Wednesday, January 9, 2008

phy sec... or not...

while on a job where i was shadowing a soon to be ex-employee for this client, i had the chance to visit a local ISP CoLo facility... this is not a mom n pop ISP... it is a brand name you would recognize...

this experience has reminded me of the importance of visiting any co location / remote data-center type place that i might be responsible for...

background: this is a new CoLo for the company i'm working for. we haven't got our access badges yet, and as of yet we have no equipment in the facility.

so we roll up there and ring the bell outside the facility. a guy comes on the com, and we're like:

"hey, we need access to the data center, but we don't have our keys yet. we're supposed to talk to alice or bob about that" (not real names; also not people we've ever met).

"umm, yea, hold on a sec, i'll see if i can find someone to let you in"

(waiting)
(cold outside and more waiting)

"hey, are we gonna have to wait outside much longer? it's kinda freezing"

"umm, i can't find alice or bob. can you come down to the other entrance? we'll have someone let you in"

so we proceed down to the other entrance, and an older engineer (assumption) w/ a pot belly and a wicked gray ponytail is outside waiting for us. he says:

"you guys need access to the data center?"

"yep"

"you guys supposed to be in there?"

"yep"

"alright, follow me"

"you can trust us," i add

so we get walked into the building. we end up wandering around (unattended) a cubical farm looking for the person we're supposed to be talking to. well, bob isn't around, so we stop by and talk to charlie. he is the head of infosec for this company. he is quite helpful, and goes to bobs office and starts digging around for keys we can use.

oh yea, here is the whiteboard outside of charlies office:



since he can't find any, he just lets us into the dc, where we proceed to load up network gear and servers.

so, we get all of our stuff hooked up, and they eventually find bob, who comes and gives us our keys.

they didn't ask our names. they didn't check our ids. they didn't make any phone calls. and they gave us access to their client (unescorted for over an hour) and private (escorted) data centers. anyway, it was kinda fun, considering that was completely not the job i was there to do. but now i know, if i've got to do a physical pen for this ISP, all i need is the name of a client and to know the name of someone who works there...

here's some pics... not too great, my camera phone kinda sucks...









...
(snip)after thinking about this bit a tad more, i've decided to pull it(/snip)
...


and one last note on this big sec pic post... this pic is craptastic, but it is a sec camera... i talked to the contractor who put it up... the little black bit in the center is the camera, and all that white stuff around the outside are infrared LEDs. the device is approx 6-8 inches in diameter... anyway, i was asking the tech how much light that thing threw, since most of the ones i encounter have like 8 or 12 lights... he points down the alley and across the street and says:

"you see that van?" (over 100 yards away)

"yea..."

"well at night you could read the writing on the side of it"

wowza...

2 comments:

Jens "jdm" Meyer said...

So... if you went up to this ISP with a client's name and knew the names of some internal people, you could get in.
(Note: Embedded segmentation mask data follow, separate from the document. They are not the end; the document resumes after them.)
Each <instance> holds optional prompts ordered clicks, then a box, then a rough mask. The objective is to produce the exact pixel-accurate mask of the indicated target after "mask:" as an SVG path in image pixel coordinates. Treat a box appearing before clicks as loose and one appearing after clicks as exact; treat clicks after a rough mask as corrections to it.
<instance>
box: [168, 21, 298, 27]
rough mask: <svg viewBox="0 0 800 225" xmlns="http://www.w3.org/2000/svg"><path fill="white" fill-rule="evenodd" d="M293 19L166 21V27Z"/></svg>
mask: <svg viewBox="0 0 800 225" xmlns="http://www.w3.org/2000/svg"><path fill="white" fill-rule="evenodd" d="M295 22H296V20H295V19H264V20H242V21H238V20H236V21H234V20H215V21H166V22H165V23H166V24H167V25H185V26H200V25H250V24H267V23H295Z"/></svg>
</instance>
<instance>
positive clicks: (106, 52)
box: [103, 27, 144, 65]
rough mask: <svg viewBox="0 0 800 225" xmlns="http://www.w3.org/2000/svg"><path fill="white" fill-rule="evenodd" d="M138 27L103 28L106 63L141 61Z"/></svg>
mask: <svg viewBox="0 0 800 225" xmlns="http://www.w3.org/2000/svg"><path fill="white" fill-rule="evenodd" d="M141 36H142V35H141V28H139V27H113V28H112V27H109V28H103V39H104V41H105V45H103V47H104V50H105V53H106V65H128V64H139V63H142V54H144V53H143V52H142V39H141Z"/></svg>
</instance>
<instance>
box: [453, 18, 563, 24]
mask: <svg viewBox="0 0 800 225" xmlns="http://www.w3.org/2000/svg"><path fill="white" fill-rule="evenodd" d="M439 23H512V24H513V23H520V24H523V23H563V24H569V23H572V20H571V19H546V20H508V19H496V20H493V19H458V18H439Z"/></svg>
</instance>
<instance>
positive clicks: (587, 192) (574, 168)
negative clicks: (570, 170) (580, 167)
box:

They'd have a pretty good vid of you though.

Physical security is always something to consider. I'm a little surprised they didn't make you leave your phone outside the data center. Should've stolen that fiber, haha. Good story. "You can trust us." lol.

rwnin said...

actually, that camera was at a client site, not the data center. there were a few old old old cameras at the DC, but they didn't even look hooked up, and the ones i saw were in the cubicle areas. i didn't see any in the DC itself.